ActoKids / AD440_W19_CloudPracticum

3 stars 1 forks source link

Mapping from website to model #46

Closed mrvirus9898 closed 5 years ago

mrvirus9898 commented 5 years ago

Now that the basic mapping is done, code will need to be produced that operates on incoming data, and formats it to an ideal JSON object. Write a script that accepts a reasonable string, and converts it to a JSON that is compliant with the API teams keys. Writing to a DB will not be necessary, yet.

Please indicate the time spent on this, any issues that you are having, any good references you found for this subject, and credit anyone helped you out.

mrvirus9898 commented 5 years ago

Estimated time: 8 hours. Current time spent: 2 hours.

I spent time looking into how Python handles Regex and if there are any packages that allow me to easily implement a mapping scheme.
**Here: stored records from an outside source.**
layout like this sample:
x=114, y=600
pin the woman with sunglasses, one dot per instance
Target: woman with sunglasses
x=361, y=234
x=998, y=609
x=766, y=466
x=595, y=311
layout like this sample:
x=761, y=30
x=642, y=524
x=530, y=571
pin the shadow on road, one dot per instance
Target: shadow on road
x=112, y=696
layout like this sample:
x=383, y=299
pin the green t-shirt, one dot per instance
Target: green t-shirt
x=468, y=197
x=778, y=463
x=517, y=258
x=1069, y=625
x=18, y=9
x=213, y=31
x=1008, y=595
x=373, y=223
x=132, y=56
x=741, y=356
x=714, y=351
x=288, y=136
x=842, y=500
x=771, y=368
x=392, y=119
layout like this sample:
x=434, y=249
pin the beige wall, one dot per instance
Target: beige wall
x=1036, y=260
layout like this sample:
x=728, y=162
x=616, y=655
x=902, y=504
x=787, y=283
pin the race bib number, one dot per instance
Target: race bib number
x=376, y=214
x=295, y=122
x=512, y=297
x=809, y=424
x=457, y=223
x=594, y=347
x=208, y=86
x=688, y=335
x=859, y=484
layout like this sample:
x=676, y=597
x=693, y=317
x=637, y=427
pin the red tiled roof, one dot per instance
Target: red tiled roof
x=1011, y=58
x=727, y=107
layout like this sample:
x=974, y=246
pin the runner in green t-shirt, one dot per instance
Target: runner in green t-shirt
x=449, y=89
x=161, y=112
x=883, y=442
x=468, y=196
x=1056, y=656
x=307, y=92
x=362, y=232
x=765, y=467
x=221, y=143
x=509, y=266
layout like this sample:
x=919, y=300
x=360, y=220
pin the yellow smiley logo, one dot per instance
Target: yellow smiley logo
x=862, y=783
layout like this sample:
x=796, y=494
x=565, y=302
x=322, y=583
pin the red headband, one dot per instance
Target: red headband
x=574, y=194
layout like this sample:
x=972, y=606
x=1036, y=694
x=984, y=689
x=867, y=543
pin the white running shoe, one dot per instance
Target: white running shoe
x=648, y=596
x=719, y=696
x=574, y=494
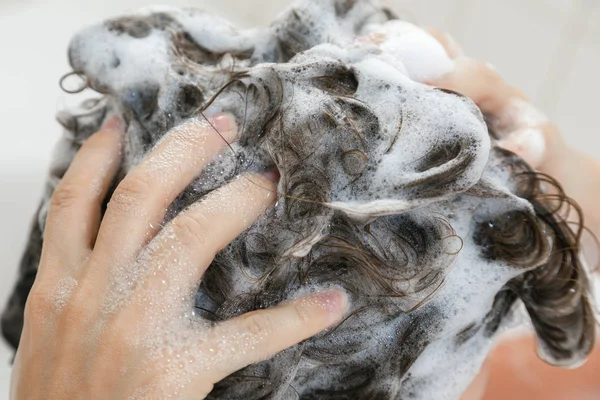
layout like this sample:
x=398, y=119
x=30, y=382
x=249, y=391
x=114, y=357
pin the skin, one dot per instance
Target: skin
x=513, y=370
x=74, y=349
x=79, y=351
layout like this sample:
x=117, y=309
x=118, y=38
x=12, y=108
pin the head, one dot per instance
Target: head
x=391, y=190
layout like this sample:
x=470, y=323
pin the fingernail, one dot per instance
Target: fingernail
x=225, y=125
x=272, y=175
x=334, y=302
x=114, y=123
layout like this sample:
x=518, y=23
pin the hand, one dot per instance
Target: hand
x=525, y=131
x=110, y=315
x=521, y=127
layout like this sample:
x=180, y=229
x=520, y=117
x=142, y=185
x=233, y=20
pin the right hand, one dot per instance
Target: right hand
x=521, y=127
x=110, y=315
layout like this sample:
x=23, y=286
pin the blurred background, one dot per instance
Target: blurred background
x=548, y=48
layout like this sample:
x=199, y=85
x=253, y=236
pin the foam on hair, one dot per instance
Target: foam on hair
x=390, y=189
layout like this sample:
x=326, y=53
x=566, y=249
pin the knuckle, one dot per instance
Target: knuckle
x=259, y=324
x=65, y=196
x=135, y=186
x=130, y=193
x=192, y=230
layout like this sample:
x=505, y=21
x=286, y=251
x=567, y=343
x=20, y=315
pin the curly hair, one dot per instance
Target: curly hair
x=391, y=190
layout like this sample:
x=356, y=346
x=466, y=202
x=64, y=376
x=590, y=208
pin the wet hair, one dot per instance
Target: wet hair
x=472, y=232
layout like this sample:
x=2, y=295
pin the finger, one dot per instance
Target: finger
x=141, y=199
x=480, y=82
x=520, y=127
x=258, y=335
x=196, y=235
x=74, y=212
x=452, y=47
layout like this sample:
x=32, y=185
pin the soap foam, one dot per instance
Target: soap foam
x=427, y=161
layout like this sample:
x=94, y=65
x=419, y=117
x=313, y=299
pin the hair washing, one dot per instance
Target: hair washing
x=390, y=189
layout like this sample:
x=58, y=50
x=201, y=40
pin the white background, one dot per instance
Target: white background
x=548, y=48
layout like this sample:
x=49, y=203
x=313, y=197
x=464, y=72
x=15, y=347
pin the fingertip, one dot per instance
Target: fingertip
x=113, y=123
x=225, y=125
x=331, y=305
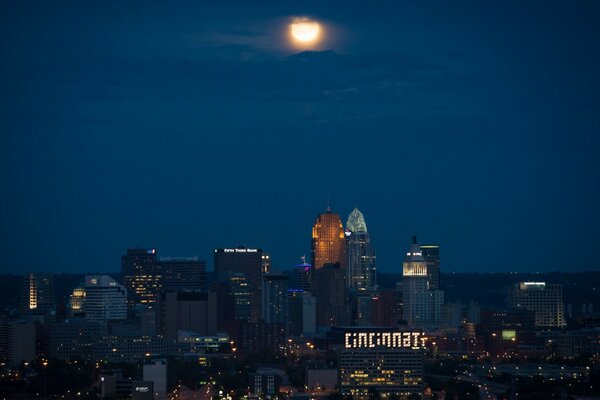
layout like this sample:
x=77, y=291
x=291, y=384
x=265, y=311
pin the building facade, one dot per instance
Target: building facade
x=328, y=241
x=182, y=273
x=141, y=275
x=275, y=298
x=105, y=299
x=431, y=254
x=247, y=261
x=387, y=362
x=37, y=293
x=420, y=305
x=362, y=273
x=545, y=300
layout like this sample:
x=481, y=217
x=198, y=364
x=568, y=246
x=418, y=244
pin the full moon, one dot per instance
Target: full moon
x=305, y=31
mrvirus9898 commented 5 years ago

Estimated time: 8 hours. Current time spent: 12 hours.

Who needs Regex and such when python dictionaries exist! However, I did run into an issue getting beautifulsoup to install correctly into python, which is where I burned most of my time. I figured out a work around, and used Mikes crawler to pull a JSON of data from eventbrite. I saved this JSON so that I could work with it without spamming eventbrite.

This proposed mapping scheme contains a dictionary of key-value pairs, where the key is the old key, and the value is the new key that our API team will be expecting. Mapping protocol checks the old key and returns the new, proper key if found.
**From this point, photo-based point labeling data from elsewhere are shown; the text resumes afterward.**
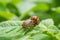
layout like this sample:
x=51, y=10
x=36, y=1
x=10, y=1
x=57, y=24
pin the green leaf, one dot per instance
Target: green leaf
x=11, y=29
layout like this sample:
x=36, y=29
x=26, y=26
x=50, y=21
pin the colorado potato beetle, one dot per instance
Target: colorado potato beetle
x=31, y=22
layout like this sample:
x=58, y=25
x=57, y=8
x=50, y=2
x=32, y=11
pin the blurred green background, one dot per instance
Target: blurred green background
x=23, y=9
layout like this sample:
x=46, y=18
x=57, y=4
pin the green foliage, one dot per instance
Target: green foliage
x=44, y=31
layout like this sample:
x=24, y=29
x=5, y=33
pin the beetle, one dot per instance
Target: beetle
x=31, y=22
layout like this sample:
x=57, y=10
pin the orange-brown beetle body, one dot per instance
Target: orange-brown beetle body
x=31, y=22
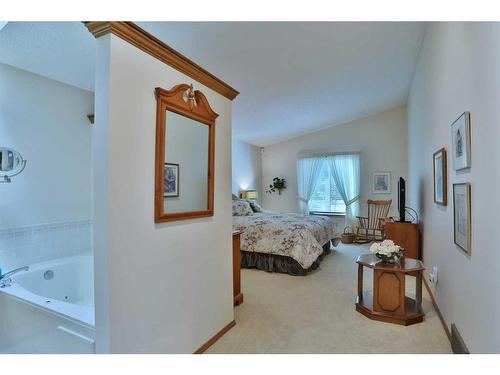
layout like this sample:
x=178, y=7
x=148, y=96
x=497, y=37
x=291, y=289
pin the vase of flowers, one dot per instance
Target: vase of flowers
x=278, y=184
x=388, y=251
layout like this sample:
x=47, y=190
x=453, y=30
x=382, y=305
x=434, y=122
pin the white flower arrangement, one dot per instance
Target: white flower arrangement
x=386, y=248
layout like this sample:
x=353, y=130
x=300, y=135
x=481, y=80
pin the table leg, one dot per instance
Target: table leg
x=360, y=282
x=418, y=291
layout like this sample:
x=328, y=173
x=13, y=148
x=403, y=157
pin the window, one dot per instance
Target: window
x=326, y=197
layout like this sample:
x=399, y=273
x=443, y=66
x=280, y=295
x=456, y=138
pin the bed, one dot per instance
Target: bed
x=284, y=242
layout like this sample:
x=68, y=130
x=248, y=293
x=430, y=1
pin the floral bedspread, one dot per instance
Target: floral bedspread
x=294, y=235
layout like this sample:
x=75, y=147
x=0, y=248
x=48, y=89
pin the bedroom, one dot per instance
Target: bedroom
x=312, y=127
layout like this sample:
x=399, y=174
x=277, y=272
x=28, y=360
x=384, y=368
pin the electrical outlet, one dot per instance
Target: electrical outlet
x=433, y=275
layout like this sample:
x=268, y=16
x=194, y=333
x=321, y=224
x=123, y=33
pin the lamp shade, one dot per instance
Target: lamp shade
x=250, y=194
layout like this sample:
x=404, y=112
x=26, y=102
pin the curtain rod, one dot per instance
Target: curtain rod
x=326, y=153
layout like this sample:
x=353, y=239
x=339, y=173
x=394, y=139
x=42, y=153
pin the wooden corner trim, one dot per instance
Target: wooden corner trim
x=217, y=336
x=436, y=307
x=153, y=46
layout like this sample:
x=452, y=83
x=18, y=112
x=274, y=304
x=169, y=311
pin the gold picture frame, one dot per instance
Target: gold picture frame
x=462, y=217
x=439, y=164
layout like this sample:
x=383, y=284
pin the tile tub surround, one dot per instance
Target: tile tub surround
x=27, y=245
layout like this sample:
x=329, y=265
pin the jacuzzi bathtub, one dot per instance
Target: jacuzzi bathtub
x=50, y=308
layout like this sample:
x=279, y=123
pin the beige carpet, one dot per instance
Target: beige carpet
x=315, y=314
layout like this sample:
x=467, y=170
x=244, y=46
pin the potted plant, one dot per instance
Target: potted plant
x=278, y=184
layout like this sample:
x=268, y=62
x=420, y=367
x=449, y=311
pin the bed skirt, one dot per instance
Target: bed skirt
x=279, y=263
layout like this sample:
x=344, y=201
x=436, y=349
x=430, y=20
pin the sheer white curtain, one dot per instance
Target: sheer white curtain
x=344, y=169
x=308, y=169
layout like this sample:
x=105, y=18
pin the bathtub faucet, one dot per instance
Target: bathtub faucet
x=6, y=279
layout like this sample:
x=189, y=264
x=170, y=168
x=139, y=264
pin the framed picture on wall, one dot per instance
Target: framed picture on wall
x=440, y=177
x=460, y=134
x=381, y=183
x=171, y=180
x=462, y=216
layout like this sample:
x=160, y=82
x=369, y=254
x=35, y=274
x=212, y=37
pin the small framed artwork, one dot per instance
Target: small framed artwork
x=462, y=216
x=460, y=135
x=381, y=183
x=171, y=180
x=440, y=177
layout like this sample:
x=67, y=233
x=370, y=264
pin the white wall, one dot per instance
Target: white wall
x=187, y=145
x=45, y=210
x=247, y=167
x=459, y=70
x=381, y=139
x=46, y=121
x=169, y=285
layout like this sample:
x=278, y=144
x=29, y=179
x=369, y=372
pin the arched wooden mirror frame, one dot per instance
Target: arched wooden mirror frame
x=185, y=101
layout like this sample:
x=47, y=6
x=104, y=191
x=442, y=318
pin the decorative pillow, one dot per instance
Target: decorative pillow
x=241, y=208
x=255, y=207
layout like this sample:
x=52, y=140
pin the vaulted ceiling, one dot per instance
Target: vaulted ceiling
x=294, y=77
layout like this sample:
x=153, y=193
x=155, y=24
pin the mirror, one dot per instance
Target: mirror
x=185, y=139
x=11, y=164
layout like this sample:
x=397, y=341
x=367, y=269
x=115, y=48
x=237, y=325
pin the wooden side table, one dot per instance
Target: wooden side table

To test this code, download both the JSON file and the Py file. Make sure to run the Py file in the same folder as the JSON file.

Link to pull request: https://github.com/ActoKids/web-crawler/pull/4

toddysm commented 5 years ago

We need some overview page on the Wiki explaining where this mapping is happening, is it for single web site or every web site etc. Getting starting point for the implementation.

Also, any testing done, any bugs resolved or filed?

mrvirus9898 commented 5 years ago

https://github.com/ActoKids/web-crawler/wiki/Mappings

The mappings file is to be edited and updated as needed.